This is the multi-page printable view of this section. Click here to print.

Return to the regular view of this page.

How-to

Task-oriented guides for common operations on DAIC.

1: Interactive Jobs
2: Loading Software
3: Checking Jobs
4: First GPU Job
5: Container GPU Job
6: Data Transfer

Step-by-step guides for common tasks:

Loading Software - Module commands
Checking Jobs - Monitor job status
Data Transfer - Copy files to/from DAIC
Interactive Jobs - Run interactive sessions
GPU Jobs - Submit GPU jobs
Container GPU Jobs - Run containers with GPU

1 - Interactive Jobs

Run interactive jobs on DAIC compute nodes for testing and debugging.

Before you begin

You should already be logged in to DAIC. If not, complete First Login.

Why use interactive jobs?

Interactive jobs let you:

Test code before submitting batch jobs
Debug issues on compute nodes
Explore GPU resources
Run short experiments that need direct interaction

Start an interactive session

1. Request resources with salloc

salloc --account=<your-account> --partition=all --time=1:00:00 --cpus-per-task=2 --mem=4G
> salloc: Granted job allocation 12345
> salloc: Waiting for resource configuration
> salloc: Nodes gpu23 are ready for job

Account required

Replace <your-account> with your SLURM account name. Find yours with:

sacctmgr show associations user=$USER format=Account -P

You may see a spank-auks: cred forwarding failed warning - this can be ignored.
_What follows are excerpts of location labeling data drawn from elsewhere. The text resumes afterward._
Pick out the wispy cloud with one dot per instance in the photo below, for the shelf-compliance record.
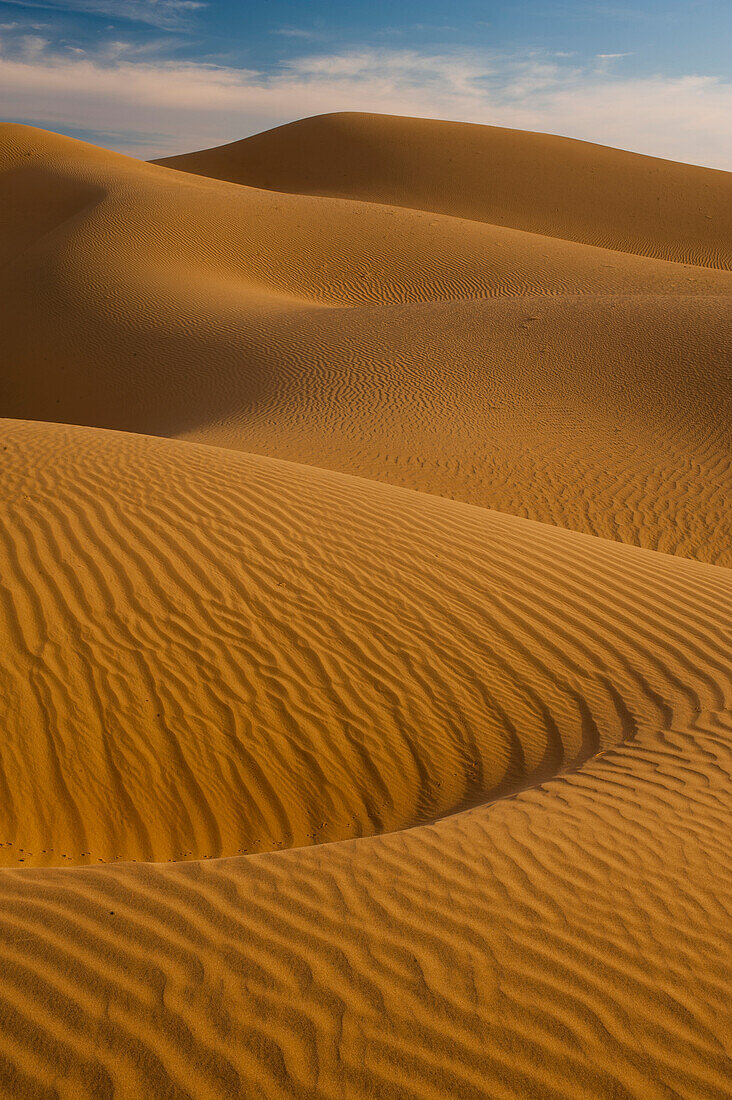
(167, 14)
(165, 106)
(293, 32)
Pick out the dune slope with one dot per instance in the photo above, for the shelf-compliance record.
(503, 700)
(555, 186)
(366, 658)
(352, 647)
(557, 381)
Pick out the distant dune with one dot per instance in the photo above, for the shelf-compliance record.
(557, 381)
(555, 186)
(364, 521)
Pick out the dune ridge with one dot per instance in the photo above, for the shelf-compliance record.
(343, 685)
(554, 186)
(366, 672)
(439, 354)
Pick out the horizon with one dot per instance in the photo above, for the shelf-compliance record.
(152, 78)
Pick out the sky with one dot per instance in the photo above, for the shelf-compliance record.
(154, 77)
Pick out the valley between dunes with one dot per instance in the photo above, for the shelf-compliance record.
(366, 601)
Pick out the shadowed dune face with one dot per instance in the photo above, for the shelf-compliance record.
(565, 383)
(218, 646)
(554, 186)
(516, 735)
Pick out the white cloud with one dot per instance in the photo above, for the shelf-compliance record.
(293, 32)
(167, 107)
(163, 13)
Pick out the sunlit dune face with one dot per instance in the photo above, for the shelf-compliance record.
(364, 604)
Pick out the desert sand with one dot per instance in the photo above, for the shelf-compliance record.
(367, 618)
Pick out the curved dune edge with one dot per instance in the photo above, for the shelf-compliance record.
(553, 380)
(555, 186)
(516, 738)
(240, 653)
(574, 941)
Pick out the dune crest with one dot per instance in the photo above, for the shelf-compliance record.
(555, 381)
(382, 749)
(555, 186)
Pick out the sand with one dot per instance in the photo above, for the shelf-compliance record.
(366, 671)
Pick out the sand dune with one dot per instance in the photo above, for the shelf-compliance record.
(448, 593)
(556, 381)
(554, 186)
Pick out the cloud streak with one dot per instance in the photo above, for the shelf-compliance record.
(166, 14)
(166, 107)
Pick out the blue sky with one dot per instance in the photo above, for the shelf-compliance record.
(155, 76)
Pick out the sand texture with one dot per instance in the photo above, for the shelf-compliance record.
(366, 661)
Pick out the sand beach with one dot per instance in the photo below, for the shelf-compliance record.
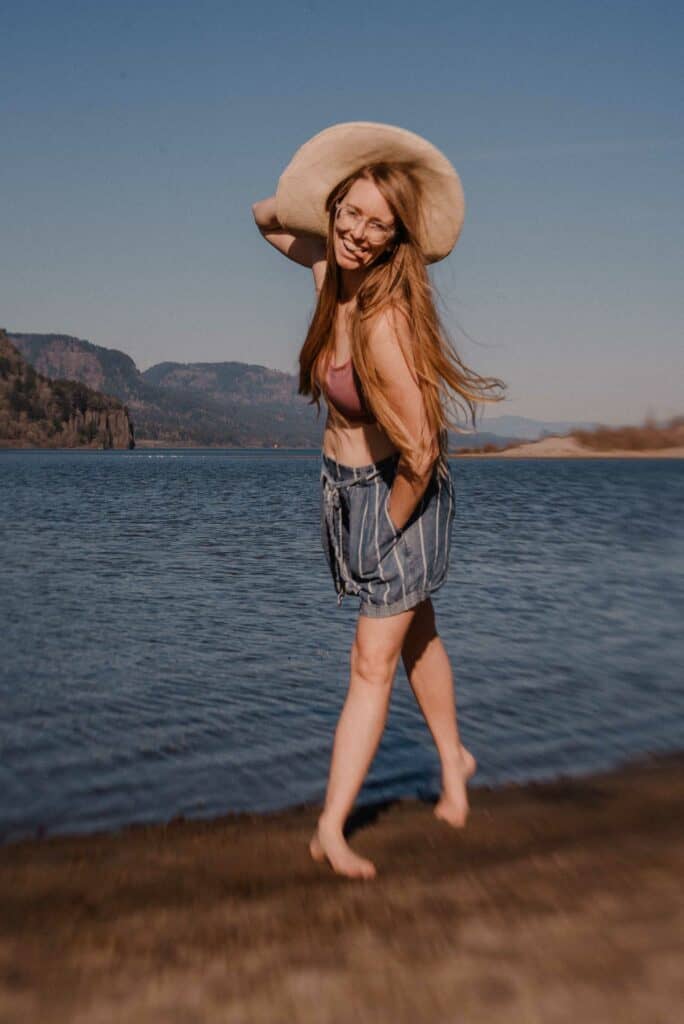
(560, 901)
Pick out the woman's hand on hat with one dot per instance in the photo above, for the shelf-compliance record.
(306, 250)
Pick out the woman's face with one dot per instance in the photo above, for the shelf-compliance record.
(357, 233)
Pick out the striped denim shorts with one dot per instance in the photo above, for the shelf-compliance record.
(389, 569)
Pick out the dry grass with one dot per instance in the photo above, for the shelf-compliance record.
(644, 438)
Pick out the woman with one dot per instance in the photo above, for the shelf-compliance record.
(366, 207)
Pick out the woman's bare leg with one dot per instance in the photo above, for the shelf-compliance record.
(375, 655)
(429, 673)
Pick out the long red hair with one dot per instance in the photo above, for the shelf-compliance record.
(398, 282)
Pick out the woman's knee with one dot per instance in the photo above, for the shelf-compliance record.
(373, 663)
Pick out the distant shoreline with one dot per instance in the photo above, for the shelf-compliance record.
(548, 448)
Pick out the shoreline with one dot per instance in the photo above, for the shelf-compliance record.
(532, 450)
(560, 900)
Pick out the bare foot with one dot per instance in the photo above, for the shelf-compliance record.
(453, 805)
(329, 844)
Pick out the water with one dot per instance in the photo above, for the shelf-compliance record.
(171, 641)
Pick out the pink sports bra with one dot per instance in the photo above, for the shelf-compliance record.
(343, 389)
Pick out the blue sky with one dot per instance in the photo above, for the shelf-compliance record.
(137, 135)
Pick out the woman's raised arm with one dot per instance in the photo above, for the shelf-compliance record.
(307, 250)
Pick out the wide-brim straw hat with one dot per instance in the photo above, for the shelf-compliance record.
(339, 151)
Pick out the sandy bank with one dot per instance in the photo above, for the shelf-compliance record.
(563, 448)
(558, 902)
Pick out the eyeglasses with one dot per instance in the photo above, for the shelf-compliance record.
(349, 218)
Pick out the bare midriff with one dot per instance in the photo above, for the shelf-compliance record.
(355, 445)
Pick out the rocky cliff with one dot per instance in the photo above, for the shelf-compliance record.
(37, 412)
(223, 403)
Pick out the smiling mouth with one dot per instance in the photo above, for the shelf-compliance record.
(351, 250)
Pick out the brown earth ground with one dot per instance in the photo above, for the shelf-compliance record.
(567, 446)
(559, 902)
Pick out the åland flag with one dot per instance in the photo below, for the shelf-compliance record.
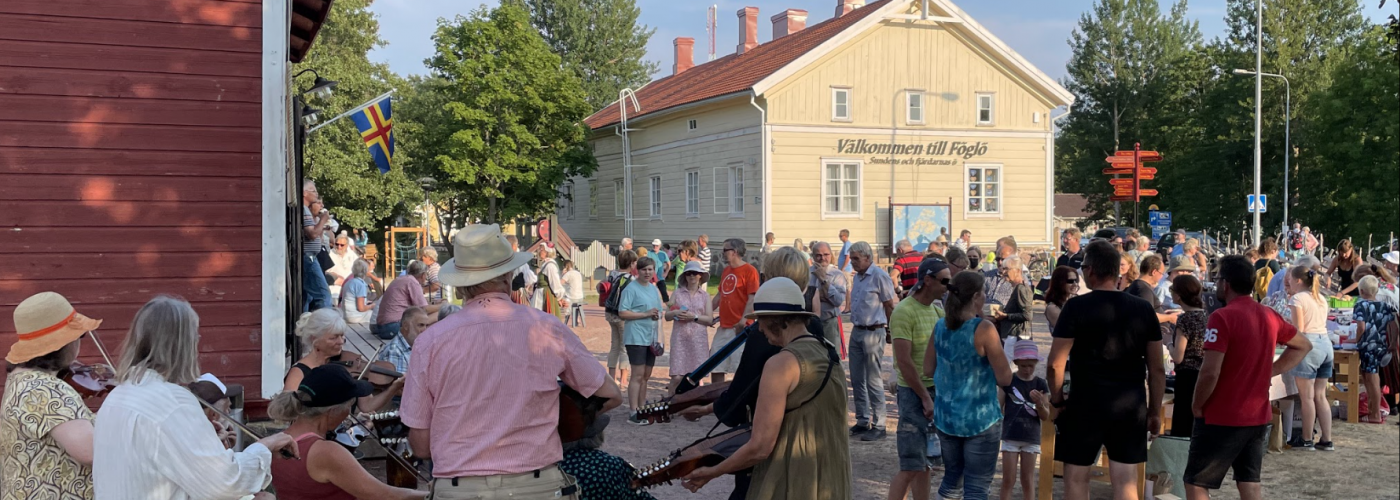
(375, 123)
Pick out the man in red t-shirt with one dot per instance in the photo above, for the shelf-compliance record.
(1231, 404)
(738, 283)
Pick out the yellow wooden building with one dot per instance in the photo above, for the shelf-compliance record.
(825, 128)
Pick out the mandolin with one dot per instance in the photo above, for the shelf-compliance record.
(661, 411)
(704, 453)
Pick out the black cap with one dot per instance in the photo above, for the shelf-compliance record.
(329, 385)
(928, 268)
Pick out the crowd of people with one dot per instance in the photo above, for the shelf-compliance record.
(480, 383)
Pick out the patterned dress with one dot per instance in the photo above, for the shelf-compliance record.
(35, 465)
(689, 341)
(1374, 343)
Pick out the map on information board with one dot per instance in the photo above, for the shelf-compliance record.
(919, 223)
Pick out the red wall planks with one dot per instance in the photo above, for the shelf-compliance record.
(56, 81)
(130, 165)
(171, 35)
(115, 163)
(59, 240)
(181, 11)
(125, 188)
(95, 109)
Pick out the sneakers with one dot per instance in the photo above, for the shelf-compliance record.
(874, 434)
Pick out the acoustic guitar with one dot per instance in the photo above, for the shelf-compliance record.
(704, 453)
(661, 411)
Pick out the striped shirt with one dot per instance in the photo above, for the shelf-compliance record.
(308, 245)
(485, 384)
(153, 441)
(704, 258)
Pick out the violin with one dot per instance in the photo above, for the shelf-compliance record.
(90, 380)
(380, 374)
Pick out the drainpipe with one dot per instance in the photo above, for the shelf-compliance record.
(1050, 234)
(763, 165)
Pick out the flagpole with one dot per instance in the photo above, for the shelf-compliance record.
(352, 111)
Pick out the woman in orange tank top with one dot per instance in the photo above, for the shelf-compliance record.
(326, 471)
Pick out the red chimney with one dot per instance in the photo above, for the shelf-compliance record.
(846, 6)
(748, 30)
(685, 55)
(788, 21)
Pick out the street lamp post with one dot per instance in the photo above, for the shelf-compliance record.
(1259, 108)
(1288, 144)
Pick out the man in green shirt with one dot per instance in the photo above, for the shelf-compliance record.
(912, 325)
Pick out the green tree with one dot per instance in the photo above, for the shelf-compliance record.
(1353, 188)
(598, 39)
(335, 156)
(513, 116)
(1136, 74)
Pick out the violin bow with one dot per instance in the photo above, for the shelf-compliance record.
(249, 432)
(374, 434)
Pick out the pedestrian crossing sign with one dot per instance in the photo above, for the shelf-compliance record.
(1259, 205)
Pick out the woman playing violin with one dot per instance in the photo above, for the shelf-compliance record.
(326, 469)
(322, 335)
(45, 429)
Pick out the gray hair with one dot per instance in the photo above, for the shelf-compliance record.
(447, 311)
(318, 324)
(360, 269)
(416, 269)
(863, 248)
(164, 338)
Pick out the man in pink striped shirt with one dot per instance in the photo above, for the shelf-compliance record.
(482, 392)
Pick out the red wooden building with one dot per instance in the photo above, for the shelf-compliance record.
(144, 149)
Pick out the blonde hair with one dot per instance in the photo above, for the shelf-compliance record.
(317, 324)
(1368, 286)
(287, 406)
(787, 262)
(164, 338)
(1309, 279)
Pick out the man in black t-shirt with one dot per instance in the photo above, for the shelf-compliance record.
(1116, 349)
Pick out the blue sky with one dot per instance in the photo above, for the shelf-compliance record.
(1039, 30)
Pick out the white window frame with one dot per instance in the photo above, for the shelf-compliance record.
(909, 107)
(860, 188)
(1000, 196)
(619, 202)
(567, 206)
(692, 193)
(849, 114)
(592, 199)
(991, 108)
(654, 196)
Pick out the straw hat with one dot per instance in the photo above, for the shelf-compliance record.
(46, 322)
(779, 296)
(480, 254)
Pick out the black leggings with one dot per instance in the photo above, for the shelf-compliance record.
(1185, 391)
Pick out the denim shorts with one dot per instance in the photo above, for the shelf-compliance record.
(1319, 362)
(912, 434)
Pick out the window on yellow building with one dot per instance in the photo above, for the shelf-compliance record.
(840, 188)
(840, 104)
(592, 198)
(983, 189)
(914, 101)
(984, 109)
(619, 200)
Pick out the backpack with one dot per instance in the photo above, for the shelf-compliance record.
(609, 292)
(1262, 279)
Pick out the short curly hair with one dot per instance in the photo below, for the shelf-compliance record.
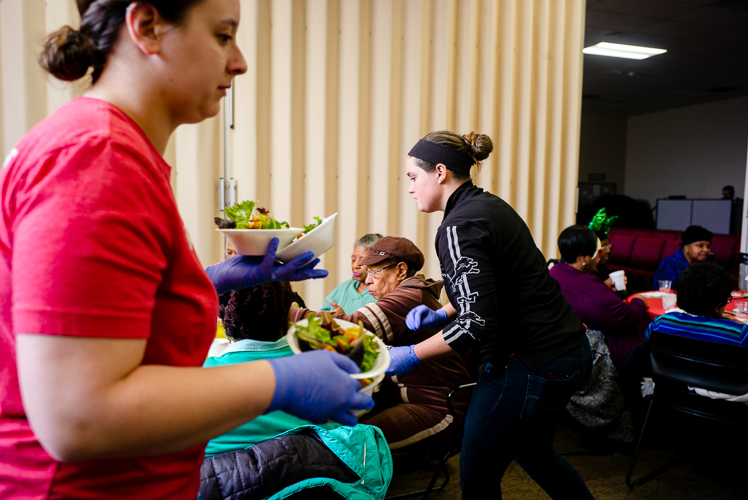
(258, 313)
(703, 287)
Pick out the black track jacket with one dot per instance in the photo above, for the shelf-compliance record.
(497, 280)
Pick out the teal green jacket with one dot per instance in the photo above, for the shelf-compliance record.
(346, 296)
(265, 426)
(363, 448)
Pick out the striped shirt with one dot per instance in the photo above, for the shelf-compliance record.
(723, 331)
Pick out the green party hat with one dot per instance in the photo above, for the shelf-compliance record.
(601, 223)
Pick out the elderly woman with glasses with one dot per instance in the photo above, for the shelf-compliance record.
(410, 410)
(596, 305)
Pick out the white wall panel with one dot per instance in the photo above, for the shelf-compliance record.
(336, 93)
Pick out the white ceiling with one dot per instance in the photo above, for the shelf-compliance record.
(706, 59)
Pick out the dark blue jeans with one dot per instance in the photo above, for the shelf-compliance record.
(513, 415)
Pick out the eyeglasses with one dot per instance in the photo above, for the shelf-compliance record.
(375, 272)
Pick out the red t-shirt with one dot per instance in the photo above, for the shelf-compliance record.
(92, 245)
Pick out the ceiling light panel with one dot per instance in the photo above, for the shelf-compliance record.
(621, 50)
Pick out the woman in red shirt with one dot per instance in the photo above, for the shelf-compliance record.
(107, 314)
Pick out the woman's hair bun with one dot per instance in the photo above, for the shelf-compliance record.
(480, 145)
(67, 54)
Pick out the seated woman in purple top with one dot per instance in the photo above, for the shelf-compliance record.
(596, 305)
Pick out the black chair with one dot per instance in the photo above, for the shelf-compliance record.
(679, 362)
(448, 453)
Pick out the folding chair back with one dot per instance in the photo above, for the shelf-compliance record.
(681, 362)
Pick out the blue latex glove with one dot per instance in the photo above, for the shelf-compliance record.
(423, 317)
(402, 360)
(241, 271)
(315, 386)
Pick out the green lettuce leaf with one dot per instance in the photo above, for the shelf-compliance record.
(241, 213)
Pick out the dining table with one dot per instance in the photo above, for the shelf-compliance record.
(655, 307)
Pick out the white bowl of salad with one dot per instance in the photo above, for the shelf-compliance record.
(250, 229)
(343, 337)
(317, 238)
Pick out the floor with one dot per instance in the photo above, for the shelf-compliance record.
(713, 478)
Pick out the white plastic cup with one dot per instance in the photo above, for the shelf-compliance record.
(741, 309)
(618, 279)
(668, 301)
(665, 285)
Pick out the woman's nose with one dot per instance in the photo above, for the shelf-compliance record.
(237, 64)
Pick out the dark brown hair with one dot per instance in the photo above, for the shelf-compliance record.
(258, 313)
(703, 287)
(68, 53)
(477, 146)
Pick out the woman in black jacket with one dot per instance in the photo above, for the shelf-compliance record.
(504, 305)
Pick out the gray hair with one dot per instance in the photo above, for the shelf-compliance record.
(367, 240)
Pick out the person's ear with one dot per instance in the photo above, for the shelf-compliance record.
(402, 271)
(145, 27)
(441, 173)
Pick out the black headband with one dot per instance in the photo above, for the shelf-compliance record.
(436, 153)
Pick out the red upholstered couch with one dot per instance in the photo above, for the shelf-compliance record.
(639, 251)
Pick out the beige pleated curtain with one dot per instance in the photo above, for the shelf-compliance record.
(338, 91)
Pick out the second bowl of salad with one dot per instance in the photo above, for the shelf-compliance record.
(344, 337)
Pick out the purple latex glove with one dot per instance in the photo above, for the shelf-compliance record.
(423, 317)
(241, 271)
(316, 386)
(402, 360)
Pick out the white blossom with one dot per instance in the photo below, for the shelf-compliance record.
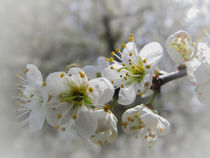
(143, 122)
(180, 47)
(33, 98)
(106, 131)
(72, 99)
(134, 70)
(94, 71)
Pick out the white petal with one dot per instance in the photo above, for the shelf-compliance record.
(57, 84)
(127, 95)
(33, 75)
(86, 122)
(103, 90)
(102, 63)
(163, 126)
(91, 71)
(36, 118)
(114, 74)
(127, 124)
(173, 53)
(130, 48)
(153, 53)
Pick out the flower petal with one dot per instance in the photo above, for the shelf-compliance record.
(153, 53)
(85, 122)
(91, 71)
(130, 48)
(36, 118)
(33, 75)
(127, 95)
(112, 73)
(102, 63)
(57, 83)
(103, 90)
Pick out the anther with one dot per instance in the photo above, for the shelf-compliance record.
(90, 89)
(74, 116)
(44, 84)
(26, 70)
(82, 75)
(61, 75)
(59, 116)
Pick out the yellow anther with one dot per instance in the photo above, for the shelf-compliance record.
(26, 70)
(63, 129)
(61, 75)
(59, 116)
(148, 66)
(56, 126)
(44, 83)
(161, 129)
(111, 59)
(107, 107)
(117, 50)
(131, 39)
(113, 53)
(74, 116)
(82, 75)
(79, 103)
(130, 54)
(105, 58)
(123, 45)
(90, 89)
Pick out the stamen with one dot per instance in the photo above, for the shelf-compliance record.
(61, 75)
(26, 70)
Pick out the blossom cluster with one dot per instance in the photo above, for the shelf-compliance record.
(81, 100)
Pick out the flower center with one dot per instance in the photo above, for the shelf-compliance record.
(183, 45)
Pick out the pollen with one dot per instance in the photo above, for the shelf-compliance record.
(123, 45)
(131, 39)
(56, 126)
(63, 129)
(82, 75)
(26, 70)
(90, 89)
(148, 66)
(74, 116)
(161, 129)
(44, 84)
(107, 107)
(59, 116)
(61, 75)
(113, 53)
(117, 50)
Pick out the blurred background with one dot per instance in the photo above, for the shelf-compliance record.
(52, 34)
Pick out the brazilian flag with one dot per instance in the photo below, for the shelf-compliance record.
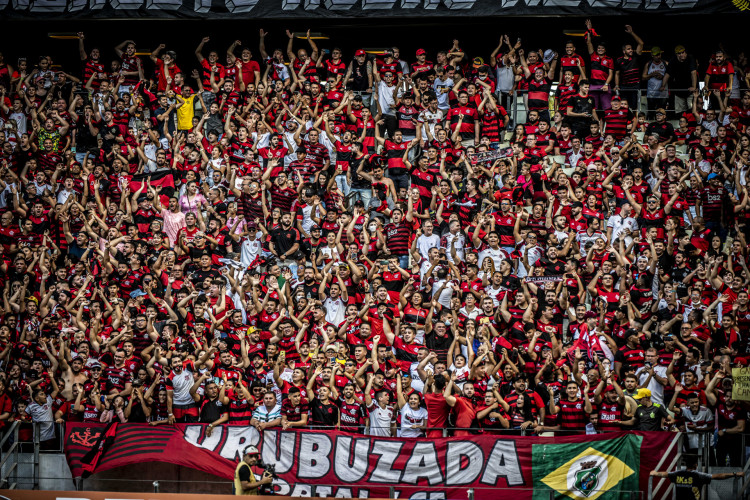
(605, 469)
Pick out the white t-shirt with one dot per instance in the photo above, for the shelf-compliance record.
(657, 390)
(497, 255)
(416, 383)
(411, 417)
(385, 97)
(445, 297)
(459, 245)
(250, 250)
(335, 309)
(43, 415)
(425, 243)
(620, 224)
(380, 420)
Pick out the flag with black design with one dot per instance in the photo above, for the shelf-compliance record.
(163, 178)
(91, 459)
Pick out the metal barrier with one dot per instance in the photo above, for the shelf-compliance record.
(6, 467)
(518, 107)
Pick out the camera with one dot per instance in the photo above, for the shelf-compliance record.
(270, 469)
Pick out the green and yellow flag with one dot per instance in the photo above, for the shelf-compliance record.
(605, 469)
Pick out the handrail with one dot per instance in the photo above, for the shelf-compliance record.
(13, 450)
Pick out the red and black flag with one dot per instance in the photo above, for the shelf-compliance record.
(161, 178)
(91, 459)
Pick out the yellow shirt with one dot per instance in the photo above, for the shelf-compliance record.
(238, 484)
(185, 114)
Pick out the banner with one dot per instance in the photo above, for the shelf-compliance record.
(331, 9)
(741, 385)
(543, 279)
(163, 178)
(488, 156)
(337, 464)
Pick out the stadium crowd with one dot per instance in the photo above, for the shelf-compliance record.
(374, 243)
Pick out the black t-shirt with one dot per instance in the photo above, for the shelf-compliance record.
(680, 74)
(581, 104)
(284, 239)
(649, 418)
(211, 411)
(359, 182)
(688, 483)
(323, 414)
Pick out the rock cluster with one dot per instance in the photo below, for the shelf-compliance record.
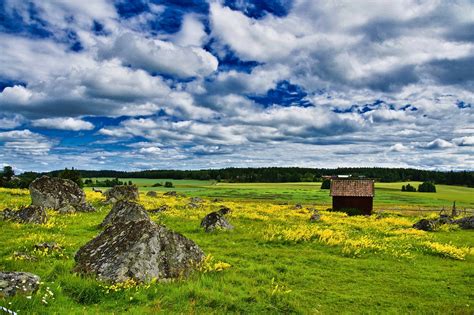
(152, 193)
(124, 211)
(465, 223)
(29, 214)
(59, 194)
(13, 283)
(122, 192)
(316, 216)
(138, 250)
(216, 221)
(433, 224)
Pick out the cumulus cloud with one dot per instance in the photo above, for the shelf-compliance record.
(63, 124)
(438, 144)
(156, 56)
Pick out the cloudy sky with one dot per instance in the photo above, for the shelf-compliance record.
(190, 84)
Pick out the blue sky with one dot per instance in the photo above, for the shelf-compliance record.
(205, 84)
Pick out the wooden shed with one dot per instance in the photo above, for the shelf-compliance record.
(354, 194)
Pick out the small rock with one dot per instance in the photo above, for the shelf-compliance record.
(13, 283)
(29, 214)
(298, 206)
(316, 216)
(216, 221)
(138, 250)
(196, 200)
(426, 225)
(124, 211)
(152, 193)
(50, 246)
(171, 194)
(193, 205)
(121, 192)
(160, 209)
(57, 193)
(465, 223)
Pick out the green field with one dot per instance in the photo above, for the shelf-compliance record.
(280, 263)
(387, 195)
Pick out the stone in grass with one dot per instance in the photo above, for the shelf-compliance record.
(160, 209)
(29, 214)
(316, 216)
(171, 194)
(465, 223)
(426, 225)
(14, 283)
(124, 211)
(216, 221)
(138, 250)
(121, 192)
(59, 194)
(152, 193)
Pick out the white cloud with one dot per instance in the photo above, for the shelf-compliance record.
(156, 56)
(63, 124)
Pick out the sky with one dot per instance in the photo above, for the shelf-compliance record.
(192, 84)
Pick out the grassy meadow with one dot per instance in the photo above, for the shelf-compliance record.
(274, 261)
2. Run commands on the compute node

Use srun to execute commands on your allocated node:

srun hostname
> gpu23.ethernet.tudhpc

3. Get an interactive shell

For a full shell session on the compute node:

srun --pty bash

Verify you're on the node

Your prompt may still show daic01, but you’re on the compute node. Verify with hostname.

4. Exit the session

When done, type exit to release the allocation:

exit
> salloc: Relinquishing job allocation 12345

To cancel from another terminal:

scancel <jobid>

Or cancel all your jobs:

scancel -u $USER

Request GPU resources

To get an interactive session with a GPU:

salloc --account=<your-account> --partition=all --time=1:00:00 --gres=gpu:1 --mem=8G

Once allocated, verify the GPU:

srun nvidia-smi

Common salloc options

Option	Description	Example
`--account`	Your account (required)	`--account=ewi-insy`
`--partition`	Partition to use	`--partition=all`
`--time`	Maximum run time	`--time=2:00:00`
`--cpus-per-task`	CPUs per task	`--cpus-per-task=4`
`--mem`	Memory	`--mem=8G`
`--gres`	Generic resources (GPUs)	`--gres=gpu:1`

Resource availability

Interactive sessions use the same resources as batch jobs. You may need to wait for resources to become available. When you exit, all running processes are terminated.

Next steps

Submit Batch Jobs for longer-running work
Learn about Modules for loading software
Use Containers for custom environments

2 - Loading Software

Load software modules on DAIC.

Overview

DAIC uses modules to manage software. Load modules to access specific software versions.

Basic commands

module avail              # List available modules
module load <name>        # Load a module
module list               # Show loaded modules
module purge              # Unload all modules

Load GPU software

First load the GPU base module, then the software:

module load 2025/gpu
module load py-torch/2.5.1
module load cuda/12.9

Load CPU software

module load 2025/cpu
module load py-numpy/1.26.4

Search for software

module spider pytorch
module spider py-torch/2.5.1

Use in batch scripts

Always start with module purge for a clean environment:

#!/bin/bash
#SBATCH --account=<your-account>
#SBATCH --partition=all

module purge
module load 2025/gpu
module load py-torch/2.5.1

srun python train.py

Next steps

See Modules for the complete guide
Use Containers for custom environments

3 - Checking Jobs

Monitor job status on DAIC.

View your running jobs

squeue -u $USER
>   JOBID PARTITION     NAME     USER ST       TIME  NODES NODELIST(REASON)
>     301       all gpu_job  netid01  R       2:15      1 gpu23

Job states

State	Meaning
`PD`	Pending - waiting for resources
`R`	Running
`CG`	Completing
`CD`	Completed
`F`	Failed
`CA`	Cancelled

View job details

scontrol show job <jobid>

View completed jobs

sacct -j <jobid>
sacct -u $USER --starttime=today

View job efficiency

After a job completes, check resource usage:

seff <jobid>
> Job ID: 301
> CPU Efficiency: 85.2%
> Memory Efficiency: 45.3% of 8.00 GB

Cancel a job

scancel <jobid>
scancel -u $USER    # Cancel all your jobs

Watch job queue

watch -n 5 squeue -u $USER

Press Ctrl+C to stop.

4 - First GPU Job

Submit your first GPU job on DAIC.

Before you begin

Complete First Job to understand batch job basics.

Submit a GPU job

1. Create a test script

gpu_test.py


import torch

print(f"CUDA available: {torch.cuda.is_available()}")
print(f"GPU count: {torch.cuda.device_count()}")
if torch.cuda.is_available():
    print(f"GPU name: {torch.cuda.get_device_name(0)}")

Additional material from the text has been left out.